Decerto se assustava ao pensar na reação dela ― afinal era namorada firme do seu amigo, o bom Helmut, que levava a economizar o fraco ordenado para o cinema e o sorvete semanais; o honesto Helmut que já mandara para casa retratos da pequena, e cartas onde lhe fazia elogio e gabava a sua pronúncia de inglês; o pobre Helmut que lhe tomara a ele Manolo, como confidente, e se queixava das asperezas e dos caprichos de Sônia: “É um anjo, claro, mas às vezes parece incompreensível...”

Quanto à Sônia, ninguém sabe o que pensou. Deve ter sentido principalmente o choque, terrível e delicioso, de ser, pela primeira vez na vida, tratada realmente como mulher. E, no dia seguinte, ao entrar no elevador ― até um pouco atrasado ― Manolo a encontrou lá dentro. Mal sabia ele que, já há uns dez minutos, Sônia subia e descia no elevador, esperando-o. Ela fingiu surpresa, claro: ― “Que coincidência, outra vez!” ―  e a porta se fechou. Mais uma vez ficaram sós.

O bom Helmut foi então abandonado. Sônia dedicava-se toda a Manolo, numa cegueira de amor.

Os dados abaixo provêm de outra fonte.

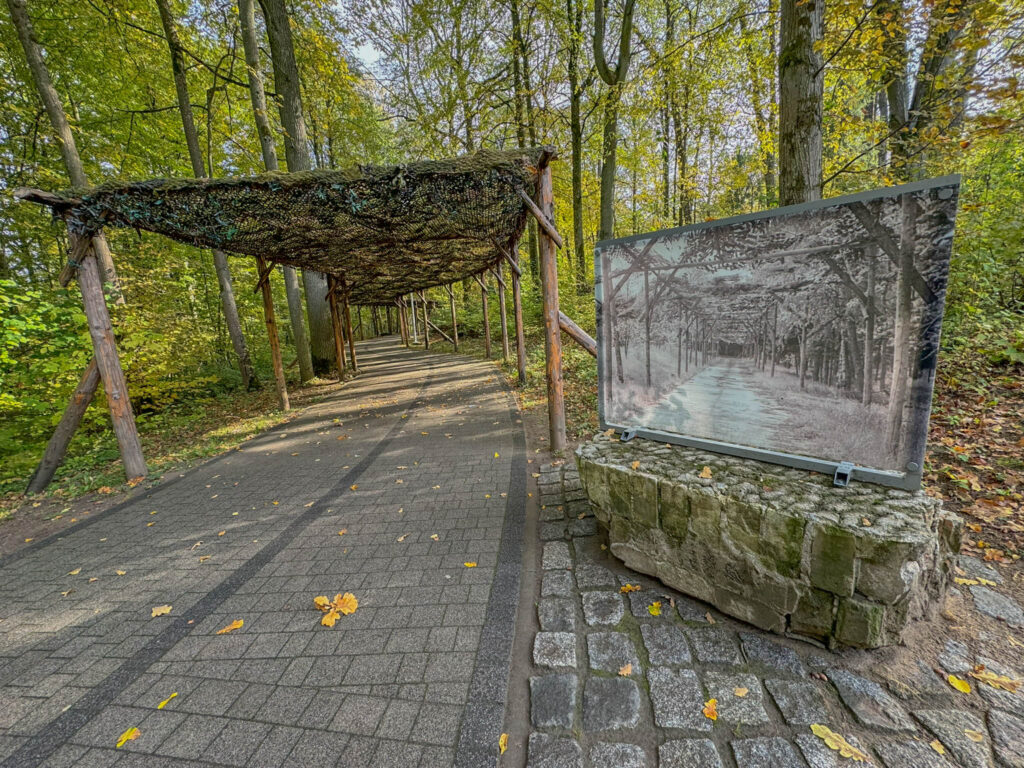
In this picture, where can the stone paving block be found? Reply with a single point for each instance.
(602, 608)
(868, 702)
(666, 644)
(714, 645)
(766, 753)
(554, 649)
(552, 700)
(609, 704)
(617, 756)
(688, 753)
(678, 699)
(553, 752)
(801, 704)
(556, 614)
(733, 709)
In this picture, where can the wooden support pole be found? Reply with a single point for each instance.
(271, 333)
(576, 333)
(552, 337)
(109, 361)
(501, 309)
(57, 446)
(486, 316)
(455, 321)
(348, 323)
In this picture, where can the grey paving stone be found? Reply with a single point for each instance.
(609, 651)
(801, 704)
(997, 605)
(868, 702)
(554, 649)
(602, 608)
(609, 704)
(593, 577)
(765, 753)
(1008, 737)
(760, 649)
(688, 753)
(904, 754)
(556, 614)
(556, 584)
(552, 700)
(950, 726)
(556, 556)
(678, 699)
(617, 756)
(553, 752)
(666, 644)
(714, 645)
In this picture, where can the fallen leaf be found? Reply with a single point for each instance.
(962, 685)
(236, 625)
(839, 743)
(129, 735)
(711, 709)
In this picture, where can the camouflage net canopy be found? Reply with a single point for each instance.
(388, 230)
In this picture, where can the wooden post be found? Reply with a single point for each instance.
(552, 338)
(486, 316)
(501, 309)
(339, 341)
(426, 331)
(271, 333)
(455, 322)
(57, 445)
(109, 361)
(348, 324)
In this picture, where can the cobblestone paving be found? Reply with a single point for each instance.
(615, 686)
(386, 491)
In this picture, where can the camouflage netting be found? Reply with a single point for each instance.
(387, 230)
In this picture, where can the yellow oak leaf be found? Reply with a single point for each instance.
(236, 625)
(711, 709)
(962, 685)
(839, 743)
(129, 735)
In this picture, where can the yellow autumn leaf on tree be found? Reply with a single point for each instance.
(711, 709)
(962, 685)
(236, 625)
(129, 735)
(839, 743)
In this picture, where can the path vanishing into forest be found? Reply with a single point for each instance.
(719, 402)
(390, 491)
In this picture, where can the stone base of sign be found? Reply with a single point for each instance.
(779, 548)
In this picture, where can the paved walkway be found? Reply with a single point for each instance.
(386, 491)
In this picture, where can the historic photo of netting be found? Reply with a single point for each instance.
(811, 331)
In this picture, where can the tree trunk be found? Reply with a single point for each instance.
(257, 95)
(286, 78)
(801, 87)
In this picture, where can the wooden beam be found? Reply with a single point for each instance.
(576, 333)
(57, 446)
(271, 334)
(109, 361)
(542, 219)
(552, 338)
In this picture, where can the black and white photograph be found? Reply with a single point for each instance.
(810, 331)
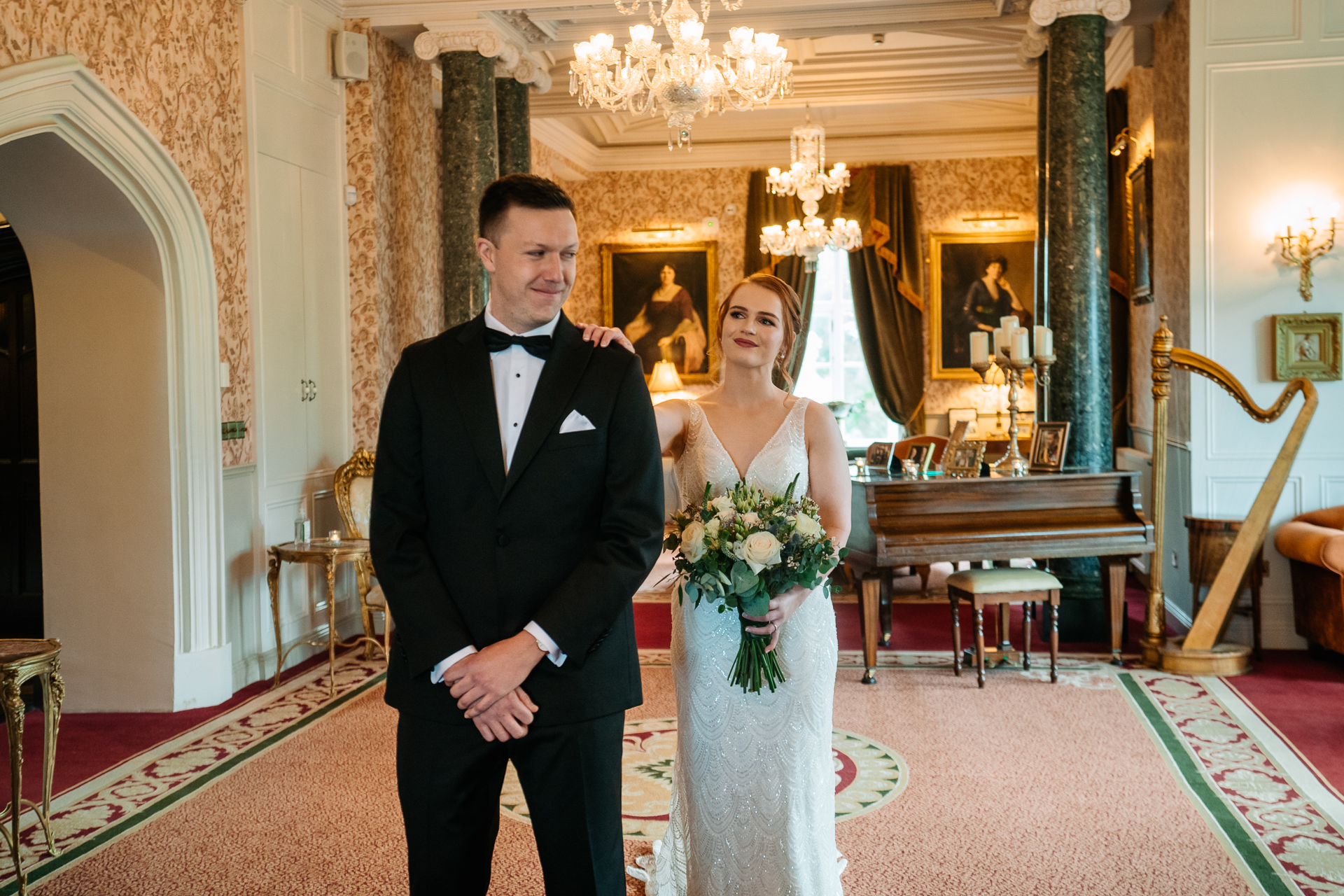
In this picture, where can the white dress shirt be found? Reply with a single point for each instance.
(515, 372)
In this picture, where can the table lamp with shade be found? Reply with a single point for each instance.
(664, 383)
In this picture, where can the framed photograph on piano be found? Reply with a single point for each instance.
(1049, 445)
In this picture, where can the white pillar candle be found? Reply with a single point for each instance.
(980, 348)
(1044, 342)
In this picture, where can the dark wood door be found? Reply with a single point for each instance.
(20, 520)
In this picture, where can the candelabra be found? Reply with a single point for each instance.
(1012, 370)
(1303, 250)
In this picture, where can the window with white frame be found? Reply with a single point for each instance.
(832, 365)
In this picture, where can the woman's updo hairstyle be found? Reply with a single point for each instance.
(792, 318)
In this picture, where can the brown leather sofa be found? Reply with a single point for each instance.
(1315, 546)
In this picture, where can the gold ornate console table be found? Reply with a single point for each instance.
(19, 662)
(327, 555)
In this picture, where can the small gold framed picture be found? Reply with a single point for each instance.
(1307, 346)
(878, 456)
(962, 460)
(1049, 447)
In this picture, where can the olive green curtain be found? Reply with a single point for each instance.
(765, 209)
(888, 282)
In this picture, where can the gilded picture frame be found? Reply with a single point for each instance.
(958, 262)
(1307, 346)
(638, 298)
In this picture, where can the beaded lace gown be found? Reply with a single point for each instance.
(753, 786)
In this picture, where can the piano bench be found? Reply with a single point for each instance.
(1002, 586)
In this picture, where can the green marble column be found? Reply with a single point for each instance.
(470, 163)
(512, 111)
(1077, 262)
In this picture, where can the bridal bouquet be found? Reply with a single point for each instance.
(742, 548)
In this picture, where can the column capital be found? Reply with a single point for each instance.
(1043, 13)
(482, 36)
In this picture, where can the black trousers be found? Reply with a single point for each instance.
(449, 780)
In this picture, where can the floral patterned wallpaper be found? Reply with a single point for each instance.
(178, 66)
(397, 277)
(610, 203)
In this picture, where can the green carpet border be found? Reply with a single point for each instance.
(127, 825)
(1243, 843)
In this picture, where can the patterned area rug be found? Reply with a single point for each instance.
(101, 811)
(869, 776)
(1114, 782)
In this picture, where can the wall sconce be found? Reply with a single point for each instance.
(1123, 141)
(1303, 250)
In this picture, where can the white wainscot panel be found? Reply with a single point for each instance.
(1332, 19)
(273, 33)
(1231, 22)
(1332, 491)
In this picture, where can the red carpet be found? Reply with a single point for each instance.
(90, 743)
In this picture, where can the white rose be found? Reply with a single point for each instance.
(760, 550)
(806, 527)
(692, 542)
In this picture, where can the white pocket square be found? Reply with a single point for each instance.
(575, 422)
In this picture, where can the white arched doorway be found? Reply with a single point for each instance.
(128, 399)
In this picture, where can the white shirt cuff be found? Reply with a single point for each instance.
(553, 650)
(436, 676)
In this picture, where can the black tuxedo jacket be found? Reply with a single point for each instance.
(468, 555)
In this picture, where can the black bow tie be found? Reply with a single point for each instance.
(534, 346)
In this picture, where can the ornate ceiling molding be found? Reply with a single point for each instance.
(1043, 13)
(480, 36)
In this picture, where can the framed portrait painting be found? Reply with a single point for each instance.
(976, 279)
(664, 298)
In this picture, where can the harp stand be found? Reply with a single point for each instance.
(1199, 653)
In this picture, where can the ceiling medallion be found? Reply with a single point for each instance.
(686, 81)
(806, 179)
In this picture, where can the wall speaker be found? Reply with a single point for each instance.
(350, 52)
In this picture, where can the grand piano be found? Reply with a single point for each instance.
(899, 523)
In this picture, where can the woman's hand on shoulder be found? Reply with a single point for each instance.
(604, 336)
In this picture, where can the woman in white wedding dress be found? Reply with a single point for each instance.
(753, 785)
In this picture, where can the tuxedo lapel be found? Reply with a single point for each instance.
(561, 375)
(473, 387)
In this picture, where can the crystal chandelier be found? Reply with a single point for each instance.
(687, 81)
(806, 179)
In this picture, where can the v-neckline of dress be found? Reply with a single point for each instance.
(768, 442)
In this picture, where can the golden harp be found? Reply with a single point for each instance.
(1199, 653)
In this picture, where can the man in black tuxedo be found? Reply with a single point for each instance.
(518, 505)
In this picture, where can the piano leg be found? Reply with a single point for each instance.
(1026, 634)
(886, 606)
(956, 633)
(869, 618)
(1054, 637)
(1116, 568)
(980, 644)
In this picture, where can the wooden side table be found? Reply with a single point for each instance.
(1210, 542)
(327, 555)
(19, 662)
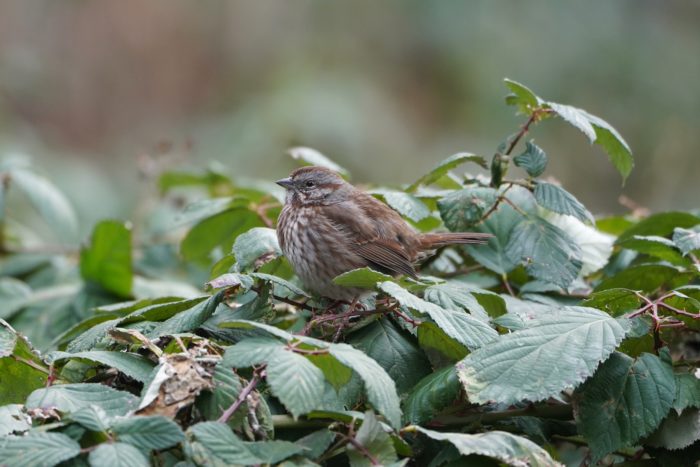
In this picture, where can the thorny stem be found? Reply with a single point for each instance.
(258, 374)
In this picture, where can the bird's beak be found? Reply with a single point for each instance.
(285, 182)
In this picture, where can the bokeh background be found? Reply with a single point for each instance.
(97, 92)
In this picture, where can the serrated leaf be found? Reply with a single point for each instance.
(556, 199)
(156, 432)
(445, 166)
(364, 278)
(37, 449)
(677, 431)
(687, 392)
(107, 260)
(309, 156)
(375, 441)
(662, 225)
(188, 320)
(614, 301)
(117, 455)
(380, 388)
(133, 365)
(13, 419)
(217, 232)
(405, 204)
(253, 245)
(658, 247)
(505, 447)
(558, 350)
(72, 397)
(431, 395)
(251, 351)
(687, 240)
(546, 251)
(624, 400)
(600, 132)
(215, 443)
(462, 209)
(48, 200)
(533, 159)
(394, 350)
(501, 223)
(295, 381)
(453, 296)
(522, 97)
(459, 325)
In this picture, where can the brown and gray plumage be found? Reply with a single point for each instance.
(329, 227)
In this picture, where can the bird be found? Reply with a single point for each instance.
(328, 227)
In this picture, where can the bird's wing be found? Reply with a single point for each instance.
(376, 233)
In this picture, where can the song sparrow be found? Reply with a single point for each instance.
(329, 227)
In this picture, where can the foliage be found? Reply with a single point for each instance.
(558, 342)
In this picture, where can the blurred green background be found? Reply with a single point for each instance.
(101, 93)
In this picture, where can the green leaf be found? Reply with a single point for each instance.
(214, 443)
(37, 449)
(431, 395)
(189, 320)
(546, 251)
(645, 278)
(364, 278)
(52, 205)
(522, 97)
(614, 301)
(658, 247)
(380, 388)
(226, 388)
(217, 232)
(405, 204)
(453, 296)
(133, 365)
(375, 441)
(600, 132)
(624, 400)
(431, 337)
(662, 225)
(687, 240)
(251, 351)
(255, 244)
(505, 447)
(677, 431)
(148, 433)
(558, 200)
(395, 350)
(117, 455)
(501, 223)
(462, 209)
(13, 419)
(459, 325)
(107, 261)
(533, 159)
(309, 156)
(72, 397)
(24, 378)
(687, 392)
(445, 166)
(295, 381)
(558, 350)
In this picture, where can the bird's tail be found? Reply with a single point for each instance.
(436, 240)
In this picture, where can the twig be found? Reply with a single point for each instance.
(258, 374)
(363, 450)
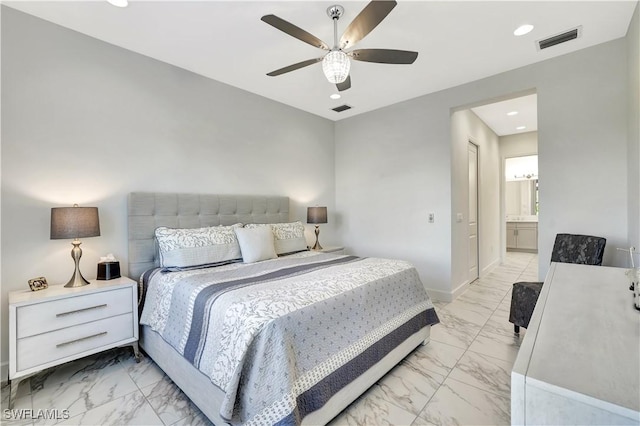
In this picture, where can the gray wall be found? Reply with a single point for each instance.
(87, 122)
(633, 60)
(396, 164)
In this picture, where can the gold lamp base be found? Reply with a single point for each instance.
(317, 245)
(77, 280)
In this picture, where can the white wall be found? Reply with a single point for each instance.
(465, 127)
(392, 169)
(87, 122)
(395, 165)
(633, 61)
(518, 145)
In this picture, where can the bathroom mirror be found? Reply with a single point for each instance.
(521, 198)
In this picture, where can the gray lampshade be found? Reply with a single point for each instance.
(74, 222)
(316, 215)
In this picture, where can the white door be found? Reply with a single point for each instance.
(473, 212)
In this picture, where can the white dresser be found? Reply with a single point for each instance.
(56, 325)
(579, 362)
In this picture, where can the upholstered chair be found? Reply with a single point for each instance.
(568, 248)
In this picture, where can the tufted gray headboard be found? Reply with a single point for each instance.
(149, 210)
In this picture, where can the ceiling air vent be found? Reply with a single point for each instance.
(341, 108)
(559, 38)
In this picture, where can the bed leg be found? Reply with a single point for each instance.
(136, 351)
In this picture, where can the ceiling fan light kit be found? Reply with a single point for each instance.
(336, 64)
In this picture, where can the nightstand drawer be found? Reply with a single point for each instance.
(44, 348)
(57, 314)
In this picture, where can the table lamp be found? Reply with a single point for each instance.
(317, 215)
(75, 222)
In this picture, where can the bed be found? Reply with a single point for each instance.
(292, 339)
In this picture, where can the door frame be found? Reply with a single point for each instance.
(471, 141)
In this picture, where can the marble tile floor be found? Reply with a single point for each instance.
(461, 377)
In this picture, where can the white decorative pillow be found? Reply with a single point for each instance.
(183, 248)
(289, 237)
(256, 244)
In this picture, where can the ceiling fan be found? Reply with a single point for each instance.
(336, 63)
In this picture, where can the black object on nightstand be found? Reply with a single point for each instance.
(108, 270)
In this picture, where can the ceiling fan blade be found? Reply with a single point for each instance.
(344, 85)
(365, 22)
(384, 56)
(294, 67)
(294, 31)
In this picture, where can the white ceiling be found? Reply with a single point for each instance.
(500, 118)
(458, 42)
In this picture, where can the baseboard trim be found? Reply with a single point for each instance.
(460, 289)
(439, 295)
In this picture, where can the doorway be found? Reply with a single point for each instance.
(473, 211)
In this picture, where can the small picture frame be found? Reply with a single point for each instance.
(39, 283)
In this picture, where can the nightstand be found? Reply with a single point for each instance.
(56, 325)
(334, 249)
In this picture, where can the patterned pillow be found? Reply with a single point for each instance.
(183, 248)
(289, 237)
(256, 244)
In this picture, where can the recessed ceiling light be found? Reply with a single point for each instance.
(119, 3)
(523, 29)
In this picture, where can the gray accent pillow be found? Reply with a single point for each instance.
(181, 248)
(289, 237)
(256, 244)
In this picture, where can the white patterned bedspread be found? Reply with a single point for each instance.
(280, 337)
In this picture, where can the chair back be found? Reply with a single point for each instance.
(582, 249)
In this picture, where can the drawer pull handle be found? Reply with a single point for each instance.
(81, 310)
(80, 339)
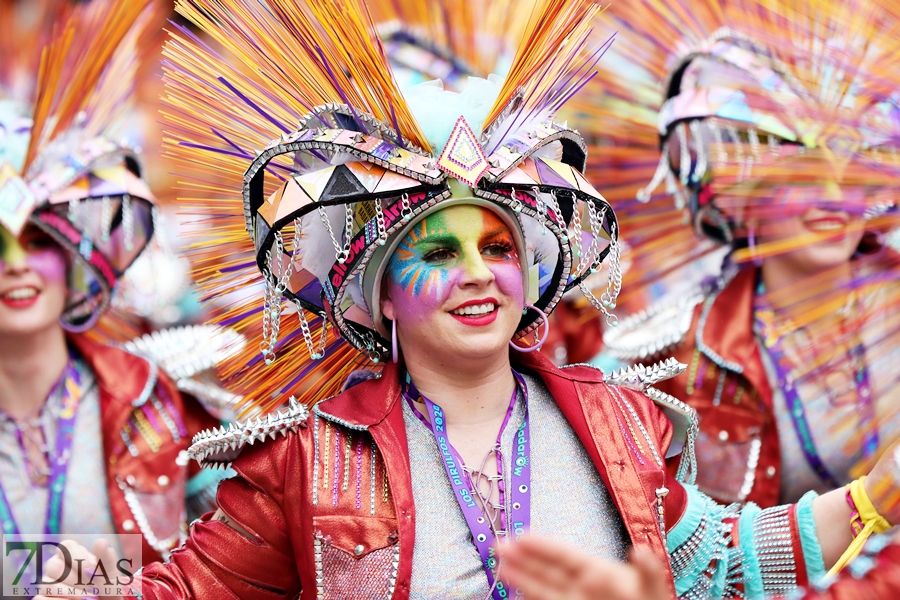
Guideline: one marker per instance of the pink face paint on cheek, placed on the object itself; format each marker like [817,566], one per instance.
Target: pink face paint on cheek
[49,264]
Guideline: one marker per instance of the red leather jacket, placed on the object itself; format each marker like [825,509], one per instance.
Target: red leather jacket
[147,472]
[738,453]
[311,536]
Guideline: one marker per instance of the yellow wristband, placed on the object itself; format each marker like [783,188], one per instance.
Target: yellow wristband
[872,522]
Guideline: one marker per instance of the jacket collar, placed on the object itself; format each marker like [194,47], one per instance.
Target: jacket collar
[369,403]
[124,378]
[725,329]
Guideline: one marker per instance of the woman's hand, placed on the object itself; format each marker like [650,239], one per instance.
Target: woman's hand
[548,570]
[883,485]
[100,551]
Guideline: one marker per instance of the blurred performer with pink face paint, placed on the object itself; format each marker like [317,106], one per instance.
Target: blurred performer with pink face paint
[792,347]
[92,437]
[433,231]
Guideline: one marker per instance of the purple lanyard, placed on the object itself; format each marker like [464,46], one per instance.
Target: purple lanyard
[795,404]
[59,461]
[519,517]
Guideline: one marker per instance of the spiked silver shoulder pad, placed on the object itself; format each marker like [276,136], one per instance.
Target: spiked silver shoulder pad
[639,377]
[218,447]
[685,428]
[654,331]
[188,354]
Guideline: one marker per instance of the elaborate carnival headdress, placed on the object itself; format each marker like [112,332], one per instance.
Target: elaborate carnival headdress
[727,100]
[355,164]
[59,168]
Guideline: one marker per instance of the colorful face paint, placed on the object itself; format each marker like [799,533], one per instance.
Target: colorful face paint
[449,247]
[36,249]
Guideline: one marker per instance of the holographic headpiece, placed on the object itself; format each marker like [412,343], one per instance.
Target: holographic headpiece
[356,162]
[60,169]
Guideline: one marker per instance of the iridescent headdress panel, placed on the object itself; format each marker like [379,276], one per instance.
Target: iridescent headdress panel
[743,97]
[63,173]
[775,95]
[354,163]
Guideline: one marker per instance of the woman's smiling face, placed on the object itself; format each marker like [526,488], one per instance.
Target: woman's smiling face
[455,285]
[33,284]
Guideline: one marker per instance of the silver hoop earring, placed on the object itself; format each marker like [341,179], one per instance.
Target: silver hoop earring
[395,348]
[543,337]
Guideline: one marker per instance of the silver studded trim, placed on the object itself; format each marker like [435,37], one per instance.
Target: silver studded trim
[337,420]
[207,444]
[395,567]
[686,428]
[183,352]
[654,331]
[750,475]
[638,377]
[149,385]
[163,547]
[775,550]
[721,284]
[640,424]
[320,573]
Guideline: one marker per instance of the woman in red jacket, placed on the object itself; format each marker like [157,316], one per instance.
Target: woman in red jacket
[93,438]
[791,348]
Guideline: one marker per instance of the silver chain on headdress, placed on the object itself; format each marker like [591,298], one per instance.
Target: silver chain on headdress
[338,249]
[105,217]
[128,222]
[379,221]
[273,294]
[614,270]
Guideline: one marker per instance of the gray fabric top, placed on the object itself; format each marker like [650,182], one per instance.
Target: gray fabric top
[836,428]
[569,501]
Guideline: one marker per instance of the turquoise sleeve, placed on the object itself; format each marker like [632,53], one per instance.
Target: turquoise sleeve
[809,540]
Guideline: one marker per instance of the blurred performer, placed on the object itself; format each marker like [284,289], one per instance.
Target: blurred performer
[775,133]
[438,251]
[425,42]
[92,437]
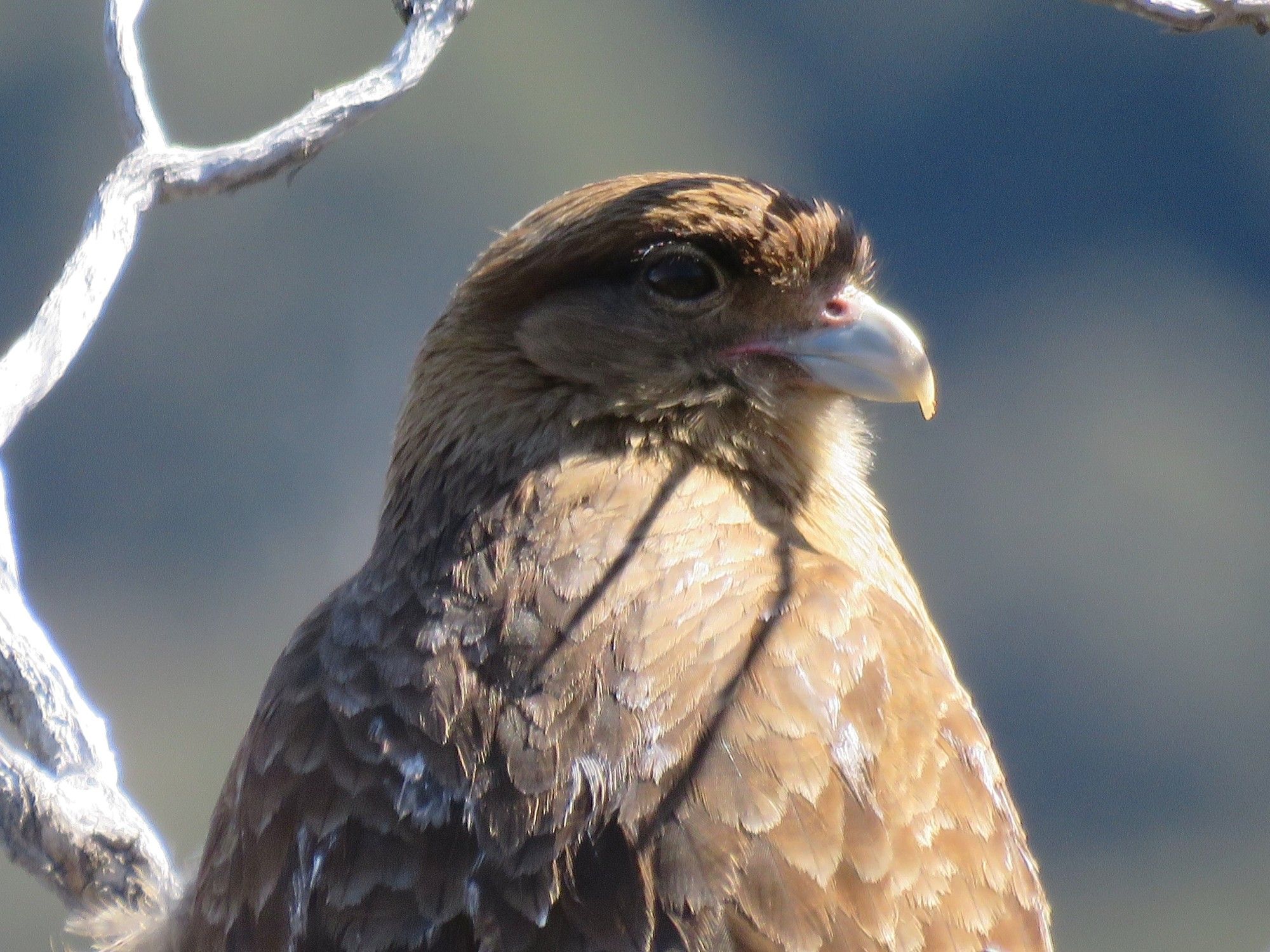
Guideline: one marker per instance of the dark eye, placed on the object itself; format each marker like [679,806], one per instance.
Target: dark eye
[683,275]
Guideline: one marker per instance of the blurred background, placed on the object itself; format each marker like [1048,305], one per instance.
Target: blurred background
[1073,205]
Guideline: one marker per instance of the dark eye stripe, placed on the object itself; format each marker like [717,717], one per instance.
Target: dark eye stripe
[683,276]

Em vão a mãe a advertiu: “Esse moço não serve para você, não tem juízo, é violento; sabe lá se ele é sincero? Homens assim, são inconstantes... dão péssimos maridos! Como é que teve coragem de largar o Helmut, minha filha, tão bonzinho, tão sensato, queria casar direitinho...”

Mas, como seria de esperar, Sônia não escutava conselhos. Mesmo porque toda a energia que tinha estava concentrada na tarefa de levar Manolo ao casamento. Um ano inteiro lhe custou, de paciência, de submissão, aceitando recuos, ignorando caprichos. Afinal venceu, casou na Matriz da Glória, no Largo do Machado, com música de órgão e fila de cumprimentos na sacristia. A repartição da mãe veio em peso, os colegas dele, as colegas dela nos diferentes cursos. Até Helmut veio também trazer o seu presente.

Foi o novo casal morar no apartamento da sogra. Manolo não queria, mas Sônia teimou ― jamais se separaria da mãe! Havia ainda o fator econômico, o noivo acabou aceitando, e Helmut, sem companheiro, mudou-se para uma pensão.

Lua de mel em Petrópolis, felicidade exuberante. D. Orminda discreta, pouco sogra, continuava no emprego, deixava a casa praticamente só para os dois.

E o casamento continuava assim por vários anos ― já se estava em plena guerra, Manolo subira na firma ― quando de repente foi tudo destruído. E imaginem por quê! ― por um caminhão de cerveja.